(RNS) — A Vatican official has apologized for removing a link to a video produced by the Catholic LGBTQ outreach organization New Ways Ministry, a sign the group is celebrating as evidence that Roman Catholic Church leaders are “becoming aware of how their decisions impact LGBTQ lives.”
In a Dec. 12 newsletter, Thierry Bonaventura, communication manager of the General Secretariat for the Synod of Bishops, said he “must apologize to all LGBTQ people and to the members of New Ways Ministry for the pain caused” by deleting a link from the office’s website to News Ways Ministry’s video. He said he had “personally taken the initiative to de-publish a post” on Dec. 7 “for internal procedural reasons.”

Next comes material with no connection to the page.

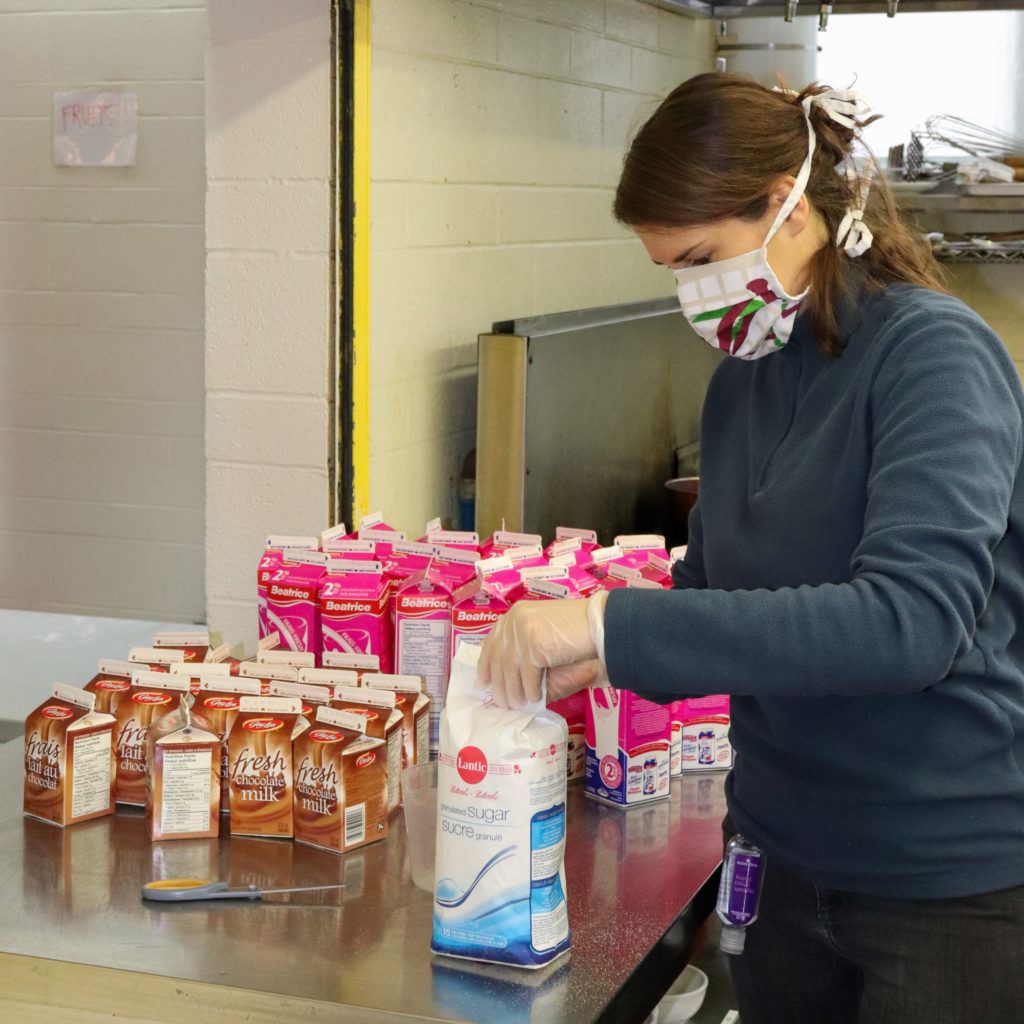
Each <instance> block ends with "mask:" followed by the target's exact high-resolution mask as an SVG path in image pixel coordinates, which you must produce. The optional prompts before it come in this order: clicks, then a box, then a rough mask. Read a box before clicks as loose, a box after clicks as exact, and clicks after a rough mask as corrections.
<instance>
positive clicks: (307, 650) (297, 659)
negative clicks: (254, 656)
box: [256, 648, 316, 669]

“This brought pain to the entire LGBTQ community who once again felt left out,” he wrote. The video has since been republished to the internal resources section of a website for the Catholic Church’s ongoing 2021-2023 Synod on Synodality.
New Ways Ministry issued a press release remarking on the apology and the Vatican’s reposting of the hour-long video, which is titled “From the Margins to the Center: a Webinar on LGBTQ Catholics and Synodality,” which features a presentation by Fordham University theologian Robert Choiniere.
“Vatican officials rarely apologize, and they almost certainly have never apologized to LGBTQ people or an LGBTQ Catholic ministry,” read a statement from the group, calling the apology a “historic moment” that shows “a desire to repair damages they may have caused.”
According to the Catholic News Agency, the link was removed after officials learned the U.S. Conference of Catholic Bishops had chastised New Ways Ministry in 2010 for supporting civil same-sex marriages.
Shortly after the video was removed, the National Catholic Reporter revealed two letters from Pope Francis sent to New Ways Ministry earlier this year. In his correspondence, the pontiff reportedly thanked leaders of the Maryland-based group for their “neighborly work.”
The Rev. James Martin, a Jesuit priest and author of “Building a Bridge: How the Catholic Church and the LGBT Community Can Enter into a Relationship of Respect, Compassion, and Sensitivity,” lauded the inclusion of the video on the website when it was first discovered, tweeting, “As Pope Francis has said, all voices must be heard at the Synod …”
Martin, who met with Pope Francis in 2019 to discuss LGBTQ Catholics, celebrated Bonaventura’s apology and the video’s reinstatement in a statement sent to Religion News Service.
“The heartfelt apology from the Rome office of the Synod, and the restoration of the link to New Ways Ministry, was both welcome and historic,” said Martin. “Welcome, because it was a sincere way to reconcile with the LGBTQ people who felt excluded by the removal of the link. Historic, because it is, as far as I know, the first time that any church office in Rome has apologized to LGBTQ people. It’s a small but historic step forward in the church’s relations with LGBTQ people.”
The back-and-forth comes as the Catholic Diocese of Marquette, in Michigan, recently instructed priests to deny baptism, Communion and other sacraments to transgender and non-binary people unless they have “repented.”
Francis DeBernardo, head of New Ways Ministry, told The Washington Post the Michigan diocese’s policy could lead to “decimation of the Catholic community.”